By Joseph Hearn, Contributing Writer

Director Nina Sawyer '01 and her company were blessed by remarkably gorgeous weather for their outdoor production of French existentialist Jean Anouilh's Antigone, and by and large the cast rises to the elements' implicit challenge in this production, one that starts slowly but gains momentum as it marches toward its foretold conclusion. Indeed, Anouilh's 1942 Antigone is not about suspense, but about the inevitability of playing roles. For Antigone, daughter of Oedipus, this means performing burial rites for her slain brother Polynices, who has been declared a traitor of the state and therefore forbidden those rites. For Antigone's uncle Creon, who rules Thebes, it means enforcing the law, even if he should have to execute his niece, who is also engaged to marry his son, Haemon.

The play details the characters' struggle with this concept of roleplaying and asks whether they have any freedom given the certainty of their fates. Antigone is therefore a largely verbal affair, but the first few scenes establish a questionable tone. Mike Weidman '02, who plays the Chorus, is loud, clear and expressive, but so smarmy as he introduces the play that one would expect him to be quite knowingly introducing a bad Saturday Night Live sketch rather than Anouilh's searching parable. Beatrice Kitzinger '03, Caitlin Harrington '03 and Liz Clinkenbeard '01, as Antigone, her sister Ismene, and her nurse, respectively, suffer from a similar problem in their early exchanges: they belabor the irony of remarks about Antigone's future with such self-conscious intensity that the production threatens to become both maudlin and fatally unsubtle.

Luckily, however, these early jitters disappear as the play moves onward. Rayd Abu-Ayyash '01 gives the production's most outstanding performance as Creon, King of Thebes, whose Machiavellian exterior hides a more compassionate realism that cares more for the living than for the dead. Declaring Polynices a traitor was a political expediency, yet Creon argues it has created a peace that Antigone's actions may threaten. Abu-Ayyash has Antigone's most finely drawn character in Creon, to be sure, but he does not shrink from the task, maintaining a strong, clean elocution and succeeding at keeping his long monologues from becoming flat or boring. It may be too much to assert that he brings the other actors up to the level of his own performance, but Weidman and Kitzinger in particular are much sharper in their scenes with him; Abu-Ayyash's exchanges with a bumbling but philosophical guard, excellently played by Rob Hughes '01, are also a delight. Anchored by this solid group of four, Antigone moves smoothly to its conclusion after a few initial kinks.

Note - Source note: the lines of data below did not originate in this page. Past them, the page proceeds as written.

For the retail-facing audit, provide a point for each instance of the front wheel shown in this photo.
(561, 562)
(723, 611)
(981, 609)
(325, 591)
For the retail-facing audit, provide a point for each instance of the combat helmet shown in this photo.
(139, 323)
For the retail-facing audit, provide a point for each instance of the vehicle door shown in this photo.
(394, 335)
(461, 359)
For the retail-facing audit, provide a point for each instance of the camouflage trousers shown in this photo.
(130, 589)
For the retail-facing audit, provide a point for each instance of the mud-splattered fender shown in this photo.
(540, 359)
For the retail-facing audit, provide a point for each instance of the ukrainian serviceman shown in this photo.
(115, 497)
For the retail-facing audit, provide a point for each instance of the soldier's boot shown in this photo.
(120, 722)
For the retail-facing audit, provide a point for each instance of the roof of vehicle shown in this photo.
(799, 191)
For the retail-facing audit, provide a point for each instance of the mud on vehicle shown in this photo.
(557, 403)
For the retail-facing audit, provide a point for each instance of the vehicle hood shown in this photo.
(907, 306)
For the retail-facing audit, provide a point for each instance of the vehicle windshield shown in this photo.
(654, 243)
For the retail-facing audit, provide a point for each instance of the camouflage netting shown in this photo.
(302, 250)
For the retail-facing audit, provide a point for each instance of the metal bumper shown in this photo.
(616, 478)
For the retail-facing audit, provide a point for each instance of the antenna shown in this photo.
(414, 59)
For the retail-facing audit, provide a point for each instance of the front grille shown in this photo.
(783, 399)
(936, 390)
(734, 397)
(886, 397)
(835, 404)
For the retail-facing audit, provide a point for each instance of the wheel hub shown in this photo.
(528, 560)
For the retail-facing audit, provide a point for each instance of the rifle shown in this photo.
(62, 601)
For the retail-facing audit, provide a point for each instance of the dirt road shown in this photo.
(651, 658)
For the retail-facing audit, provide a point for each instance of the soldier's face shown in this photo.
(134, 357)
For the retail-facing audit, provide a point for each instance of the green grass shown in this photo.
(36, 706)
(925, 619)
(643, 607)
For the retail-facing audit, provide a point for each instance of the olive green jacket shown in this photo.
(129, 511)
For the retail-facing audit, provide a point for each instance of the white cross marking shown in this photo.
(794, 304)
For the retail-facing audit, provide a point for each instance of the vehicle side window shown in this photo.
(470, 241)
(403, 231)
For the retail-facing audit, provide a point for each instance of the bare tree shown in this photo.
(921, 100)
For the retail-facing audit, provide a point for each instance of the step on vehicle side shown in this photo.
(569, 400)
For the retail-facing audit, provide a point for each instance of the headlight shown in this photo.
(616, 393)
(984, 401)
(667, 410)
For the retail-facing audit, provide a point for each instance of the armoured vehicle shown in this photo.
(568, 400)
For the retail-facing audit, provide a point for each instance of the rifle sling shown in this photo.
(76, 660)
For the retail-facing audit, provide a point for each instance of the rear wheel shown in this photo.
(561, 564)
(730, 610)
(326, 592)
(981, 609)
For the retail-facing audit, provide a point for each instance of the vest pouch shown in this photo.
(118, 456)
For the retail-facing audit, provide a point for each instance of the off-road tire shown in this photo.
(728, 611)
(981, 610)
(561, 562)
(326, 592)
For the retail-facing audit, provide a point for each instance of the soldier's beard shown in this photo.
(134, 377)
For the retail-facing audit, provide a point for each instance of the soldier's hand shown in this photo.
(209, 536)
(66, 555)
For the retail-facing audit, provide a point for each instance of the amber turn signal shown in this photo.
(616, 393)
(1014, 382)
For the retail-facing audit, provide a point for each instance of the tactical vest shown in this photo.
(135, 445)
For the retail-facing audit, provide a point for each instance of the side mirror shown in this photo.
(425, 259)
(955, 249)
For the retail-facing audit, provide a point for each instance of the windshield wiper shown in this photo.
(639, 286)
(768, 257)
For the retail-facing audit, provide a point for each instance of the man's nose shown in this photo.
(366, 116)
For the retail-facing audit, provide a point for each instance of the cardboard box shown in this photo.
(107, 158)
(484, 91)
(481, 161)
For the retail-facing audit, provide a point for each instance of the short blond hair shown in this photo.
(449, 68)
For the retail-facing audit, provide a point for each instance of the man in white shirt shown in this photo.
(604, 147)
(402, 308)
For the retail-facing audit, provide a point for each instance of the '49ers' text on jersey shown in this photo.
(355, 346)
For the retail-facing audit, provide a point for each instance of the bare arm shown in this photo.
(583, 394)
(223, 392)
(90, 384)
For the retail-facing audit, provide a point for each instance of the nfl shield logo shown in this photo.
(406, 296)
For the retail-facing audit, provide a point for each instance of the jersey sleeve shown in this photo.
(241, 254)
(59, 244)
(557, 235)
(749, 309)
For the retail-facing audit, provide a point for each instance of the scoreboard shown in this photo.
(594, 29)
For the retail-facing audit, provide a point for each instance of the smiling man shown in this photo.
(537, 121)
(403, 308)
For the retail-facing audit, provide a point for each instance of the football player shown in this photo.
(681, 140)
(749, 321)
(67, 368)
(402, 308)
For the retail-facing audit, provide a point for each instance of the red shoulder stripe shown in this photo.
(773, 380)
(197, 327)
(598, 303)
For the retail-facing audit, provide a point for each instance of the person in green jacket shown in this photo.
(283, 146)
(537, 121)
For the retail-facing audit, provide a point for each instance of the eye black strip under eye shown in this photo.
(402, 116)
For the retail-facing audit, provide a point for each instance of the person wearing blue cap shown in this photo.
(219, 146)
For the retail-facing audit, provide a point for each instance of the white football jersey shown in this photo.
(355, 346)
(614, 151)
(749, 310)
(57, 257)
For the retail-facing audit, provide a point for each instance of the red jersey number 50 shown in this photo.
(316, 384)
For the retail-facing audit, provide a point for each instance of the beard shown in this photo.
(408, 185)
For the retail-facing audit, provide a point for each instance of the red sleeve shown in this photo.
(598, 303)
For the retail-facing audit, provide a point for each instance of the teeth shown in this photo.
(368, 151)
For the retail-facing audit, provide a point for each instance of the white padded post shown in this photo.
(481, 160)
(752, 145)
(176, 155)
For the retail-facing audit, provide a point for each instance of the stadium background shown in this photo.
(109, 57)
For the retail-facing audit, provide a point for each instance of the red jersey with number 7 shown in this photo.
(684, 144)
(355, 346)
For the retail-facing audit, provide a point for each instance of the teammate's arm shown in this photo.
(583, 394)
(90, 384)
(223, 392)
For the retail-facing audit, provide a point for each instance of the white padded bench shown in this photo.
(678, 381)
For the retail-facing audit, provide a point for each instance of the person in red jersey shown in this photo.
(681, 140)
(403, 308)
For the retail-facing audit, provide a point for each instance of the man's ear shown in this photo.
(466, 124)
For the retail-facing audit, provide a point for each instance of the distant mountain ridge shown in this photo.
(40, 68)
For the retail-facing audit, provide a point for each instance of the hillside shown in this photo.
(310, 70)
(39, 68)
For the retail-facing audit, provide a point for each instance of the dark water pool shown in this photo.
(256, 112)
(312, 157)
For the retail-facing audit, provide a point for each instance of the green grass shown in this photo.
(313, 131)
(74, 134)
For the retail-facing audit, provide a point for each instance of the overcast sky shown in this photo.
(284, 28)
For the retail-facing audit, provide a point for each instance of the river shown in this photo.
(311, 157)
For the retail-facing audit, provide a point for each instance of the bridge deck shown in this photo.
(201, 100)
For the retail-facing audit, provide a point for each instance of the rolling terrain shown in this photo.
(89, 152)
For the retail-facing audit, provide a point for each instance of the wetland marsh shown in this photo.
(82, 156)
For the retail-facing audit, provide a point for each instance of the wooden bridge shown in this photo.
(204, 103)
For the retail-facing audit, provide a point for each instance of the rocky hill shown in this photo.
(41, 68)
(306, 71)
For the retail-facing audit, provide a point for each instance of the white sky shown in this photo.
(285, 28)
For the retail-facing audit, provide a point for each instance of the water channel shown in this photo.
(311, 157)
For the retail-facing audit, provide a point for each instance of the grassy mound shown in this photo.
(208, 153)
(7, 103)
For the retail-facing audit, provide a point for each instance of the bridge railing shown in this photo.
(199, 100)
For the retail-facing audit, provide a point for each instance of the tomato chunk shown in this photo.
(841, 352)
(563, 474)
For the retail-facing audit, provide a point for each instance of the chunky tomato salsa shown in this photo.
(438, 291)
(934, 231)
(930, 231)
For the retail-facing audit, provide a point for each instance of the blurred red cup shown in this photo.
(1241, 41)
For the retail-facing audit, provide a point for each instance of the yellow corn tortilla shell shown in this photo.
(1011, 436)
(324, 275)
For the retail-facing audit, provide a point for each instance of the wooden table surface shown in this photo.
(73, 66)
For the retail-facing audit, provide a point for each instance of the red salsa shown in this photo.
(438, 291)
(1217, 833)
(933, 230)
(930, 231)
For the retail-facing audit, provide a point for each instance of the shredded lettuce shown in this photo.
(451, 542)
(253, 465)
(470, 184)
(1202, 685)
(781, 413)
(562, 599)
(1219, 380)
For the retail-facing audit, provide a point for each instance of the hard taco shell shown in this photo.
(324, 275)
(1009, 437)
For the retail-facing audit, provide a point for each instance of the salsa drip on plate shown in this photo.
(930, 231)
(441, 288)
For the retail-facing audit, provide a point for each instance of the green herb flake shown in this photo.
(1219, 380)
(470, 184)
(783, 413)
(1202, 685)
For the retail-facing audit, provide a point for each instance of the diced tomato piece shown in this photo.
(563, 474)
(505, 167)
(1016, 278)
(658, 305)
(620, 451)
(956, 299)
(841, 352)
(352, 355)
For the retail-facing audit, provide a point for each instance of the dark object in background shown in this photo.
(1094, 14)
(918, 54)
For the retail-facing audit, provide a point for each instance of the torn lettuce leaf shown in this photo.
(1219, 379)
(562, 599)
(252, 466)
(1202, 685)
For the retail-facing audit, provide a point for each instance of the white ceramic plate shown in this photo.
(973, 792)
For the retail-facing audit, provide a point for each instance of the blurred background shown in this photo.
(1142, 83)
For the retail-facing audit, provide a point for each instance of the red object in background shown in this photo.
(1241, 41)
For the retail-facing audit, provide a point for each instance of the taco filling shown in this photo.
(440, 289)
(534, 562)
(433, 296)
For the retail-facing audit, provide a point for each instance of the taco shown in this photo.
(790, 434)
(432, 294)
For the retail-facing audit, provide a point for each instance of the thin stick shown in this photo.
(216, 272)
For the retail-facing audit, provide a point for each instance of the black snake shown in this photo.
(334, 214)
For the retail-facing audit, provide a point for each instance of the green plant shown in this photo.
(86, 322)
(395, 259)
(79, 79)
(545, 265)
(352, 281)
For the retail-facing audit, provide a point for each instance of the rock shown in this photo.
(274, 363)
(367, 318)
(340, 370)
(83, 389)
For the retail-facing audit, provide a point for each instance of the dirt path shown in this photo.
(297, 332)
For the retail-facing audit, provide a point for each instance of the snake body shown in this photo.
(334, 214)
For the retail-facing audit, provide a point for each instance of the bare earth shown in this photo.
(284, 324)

The power that the production evolves, nonetheless, seems to belong almost exclusively to the actors. There is no lighting, no sound, no set; the only real evidence of staging are the lazy circles that the actors draw around each other as they pace the grass of the courtyard. And while Anouilh's script can certainly support a minimalist production, this one struggles to establish any sense of atmosphere. It is difficult to forget that one is in the middle of Adams House. The costuming is confusing: most costumes are appropriately spare, but they range incongruously from a generic pink Elizabethan dress for Harrington to the fashionable ensemble of v-neck t-shirt, flat-front chinos, black leather loafers and silver watchtopped tastefully by a simple red shawlfor Abu-Ayyash.

Additionally, elitist though it may be to say, performing the play in English instead of French automatically robs some of the truest life of Anouilh's words. Sawyer has not done a tremendous amount to reinvigorate the script and turn her production from a fine staged reading into an evocative drama. This Antigone is rich in ideas but never comes around to engaging the senses.

Please note that this review was scheduled to run Oct. 20th Arts section. Our appologies to the cast and crew of Antigone for the delay. Please also note that in the interest of objectivity, this review was edited by Arts Executive Editor Christina B. Rosenberger.